Opening Doors

17 Jan

by Kathy Austin

Every day, I travel to and from work, shopping, meetings – the normal stops we all make.  I feel fairly competent traveling with my guide dog but sometimes do depend on the kindness of strangers for assistance.  lots of great people out there will go out of their way to help me and I am very grateful for their help.

One area where people are providing assistance is to open the door for me.  While I know this is a very courteous act to do for anyone, I’m beginning to question people’s intelligence.

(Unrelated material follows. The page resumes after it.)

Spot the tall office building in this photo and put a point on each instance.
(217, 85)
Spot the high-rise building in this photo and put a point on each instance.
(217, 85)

Let’s think about these situations:

Scenario 1: I have arrived at my destination and am reaching for the door handle.  I know I am at the door because my dog has taken me to this location many times before.  I am reaching out and my hand is grabbling into thin air – there’s nothing there. Has someone just walked in before me and the door is now closing?  Or is someone holding the door open for me and thinks that I can see him doing that but doesn’t want to tell me?  Is he thinking “Blind woman approaching, I’ll hold the door but not tell her” Is that a cruel joke?  Let’s trick the blind woman?!”

Scenario 2: I am approaching the door with my guide dog and all of a sudden, the door pops open and someone exclaims “I’ve got the door for you” as she almost knocks us over with the oncoming door.  Please watch my guide dog’s toes – please!

In guide dog school, we and the dogs are trained on how to approach doorways, whether open or not.  If the door is open, our guide will still stop so that e can make sure it is safe to enter to prevent injury in situation like these.   Sometimes this can be uncomfortable for sighted folks to watch, but lots of ways we adapt to traveling make sighted people uncomfortable.

I don’t want to make people feel uncomfortable and want them to feel good about helping someone and doing the Courteous  Gesture.  All I’m asking is that you think before you act and make sure you are not putting anyone in danger of injury.  And most of all, talk to us!

Kathy Austin is the Community Engagement Specialist at Second Sense and joined the Words Wide Open writing workshop to explore new ways to get a message across.  “Writing is a powerful tool and doing it well takes practice.”   She wants to do the best she can to move people to realization and action.